De funding loss moet de banken volgens Creplet en Malfait in staat stellen een geldsom te recupereren die gelijk is aan de geactualiseerde waarde van de gecumuleerde financiële inkomsten die de kredietovereenkomst tot het einde zou hebben opgeleverd (zijnde de kapitaalaflossingen en de contractueel voorziene intrestbetalingen). Om aan die vergoeding een schijn van economische rechtvaardiging te geven, hebben ze het begrip ‘funding loss’ uitgevonden, beweren deze specialisten.

Dat begrip is volgens hen even onzinnig als het begrip ‘wederbeleggingsvergoeding’ voor kredietactiviteiten: “Van een wederbelegging kan bij een bankkrediet geen sprake zijn. De terugbetaling door de kredietnemer houdt immers de vernietiging van het door de bank ter beschikking gestelde bankgeld in.”

Bundelen

Het begrip ‘funding loss’ wekt dan weer de indruk dat de bank die een krediet toekent een voorafgaande financieringsverrichting op de markten moet aangaan, om zich als het ware eerst de gelden te verschaffen die zij nadien aan de kredietnemer verstrekt. Als het krediet vervolgens door de kredietnemer vervroegd wordt terugbetaald, zou de bank een verlies lijden omdat zij intresten aan haar financieringsbron moet doorbetalen, terwijl ze zelf geen inkomsten meer krijgt uit het verstrekte krediet.

Advocaten Creplet en Malfait doen dat af als complete onzin: “Iedereen die iets van bankeconomie begrijpt, is zich ervan bewust dat een kredietverrichting per se geen funding vereist in hoofde van de kredietverstrekkende bank. Een kredietverrichting is een zuiver proces van geldcreatie, waarbij nieuwe financiële middelen (onder de vorm van scripturaal bankgeld) uit het niets worden gecreëerd. De banken die veinzen dit proces niet te kennen, zijn intellectueel oneerlijk. Ze beweren schade te lijden door de vervroegde terugbetaling, maar die schade bestaat eigenlijk niet.”

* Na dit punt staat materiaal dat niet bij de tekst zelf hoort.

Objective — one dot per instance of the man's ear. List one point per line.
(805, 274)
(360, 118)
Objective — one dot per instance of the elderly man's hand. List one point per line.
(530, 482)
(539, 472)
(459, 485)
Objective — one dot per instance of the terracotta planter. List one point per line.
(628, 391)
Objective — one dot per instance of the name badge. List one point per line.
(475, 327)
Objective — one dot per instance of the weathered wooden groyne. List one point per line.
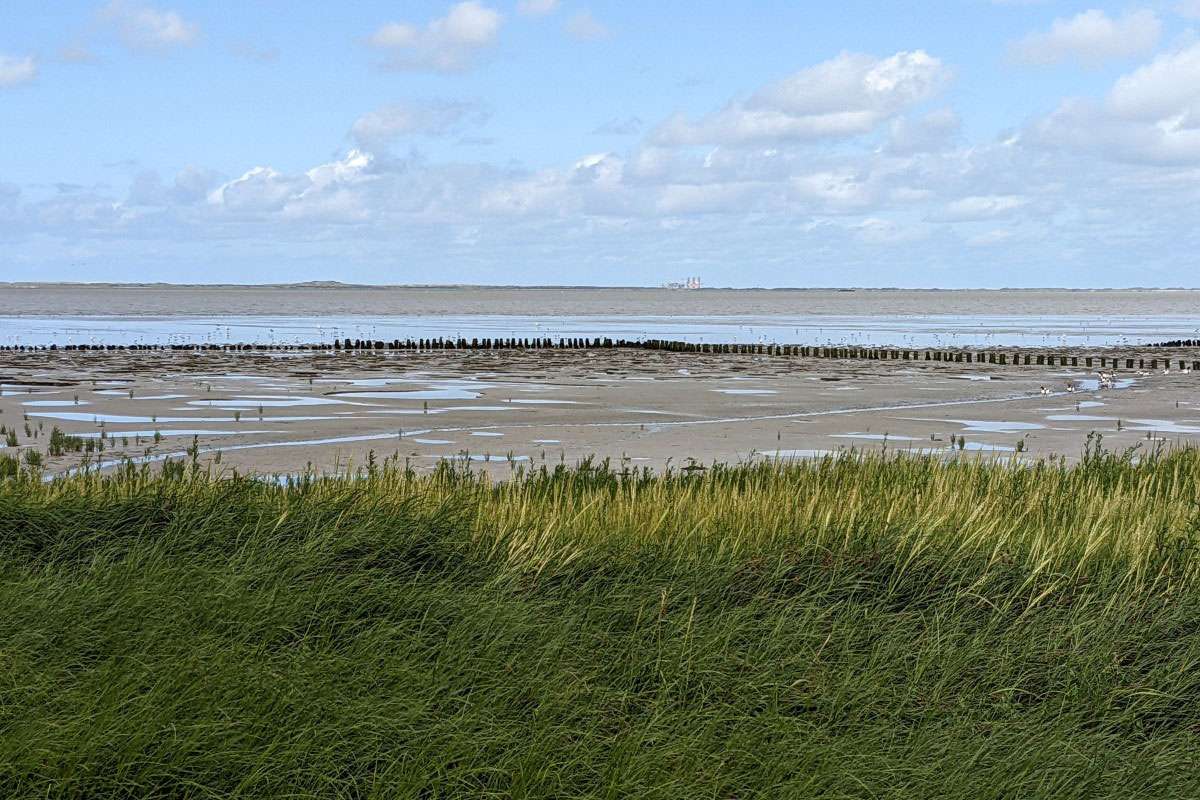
(1127, 359)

“Natuurlijk gaan wij niet elke individuele kredietverrichting op de markt financieren”, reageert een CFO van een grote bank. “We bundelen ze tot portefeuilles met gezamenlijke kenmerken en gelijkaardige looptijden. En voor die portefeuilles gaan wij wel degelijk een funding aan. Bovendien dekken we ons tegen het renterisico in door de vaste rente vanaf een bepaalde looptijd te swappen tegen een flexibele rente. De tegenpartijen in die swapcontracten zijn niet zomaar bereid hun positie op te geven telkens wij een krediet herfinancieren of geconfronteerd worden met een vervroegde terugbetaling. Om die contracten te ontbinden, moeten wij vaak een hoge vergoeding betalen.”

Volgens de advocaten van Legacity staan de verrichtingen die een bank op de financiële markten realiseert, zoals het aantrekken van bijkomende geldmiddelen (bijvoorbeeld via de effectisering van haar kredietportefeuille) of het swappen van een vaste tegen een variabele rente helemaal los van de kredietverrichting tussen de bank en haar cliënt.

‘Funding loss moet opbrengst van kredietverrichting verzekeren’

Olivier Creplet en Filip Malfait van het advocatenkantoor Legacity worden regelmatig geraadpleegd door bedrijven die geconfronteerd worden met de door banken opgelegde funding-lossvergoeding. Zij menen dat het juridische debat, zoals dit tot op heden gevoerd wordt – en ook zo door rechtbanken wordt beoordeeld – aan de essentie van de zaak voorbijgaat.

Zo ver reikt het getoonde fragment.